Mark Ludington and his daughter, Jazmyn, cross the newly calmed road in front of Parkway Elementary School. - Joe Fries/Western News
Mark Ludington and his daughter, Jazmyn, cross the newly calmed road in front of Parkway Elementary School.
— image credit: Joe Fries/Western News

Traffic outside Parkway Elementary School seems to have been slowed to a crawl once and for all.

Dozens of bright-orange, plastic posts have been bolted to the asphalt to narrow the roadway and slow down drivers in the school zone.

The so-called traffic delineators, installed in late March, complement speed humps and a speed reader board that were placed last fall, and represent the culmination of years of complaints from members of the school community who were worried about drivers speeding along Kinney Avenue.

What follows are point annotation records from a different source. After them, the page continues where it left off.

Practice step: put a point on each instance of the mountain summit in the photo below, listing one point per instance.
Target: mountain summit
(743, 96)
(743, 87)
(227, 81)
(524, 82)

Mark Ludington, who regularly walks his daughter, Jazmyn, to kindergarten at Parkway, said he’s been impressed so far by the traffic-calming measures and cross-walk improvements.

“It’s really nice to have that buffer zone away from traffic, so if (a child) did go a little too far or you get a bunch of people wanting to cross at the same time, it gives a little bit of a safety area,” he said.

“And it totally herds the cars single-file and (drivers) are more focused in between the cones.”

Principal Kelly Jones said he has also noticed motorists seem more attentive.

“In the first week, especially with it being new, I’ve noticed a lot of people slowing down,” he  said.

“Even moreso than with the speed humps and speed reader board, so I think it certainly has had a good effect,” he said.

“I think people really have to pay attention when they drive through here now.”

The speed humps and traffic delineators were installed by the City of Penticton, which also helped the school’s parent advisory committee purchase the speed reader board.

Jones said the PAC was “instrumental in meeting with the city and meeting with the community just expressing the need for something.”

The principal said he’s also had conversations with colleagues at other schools who are interested in finding out how they can convince city hall to fund similar improvements at their facilities. City spokeswoman Simone Blais said the final bill for the work at Parkway tallied $24,643, and council has roughly the same amount of money set aside for similar work at other schools.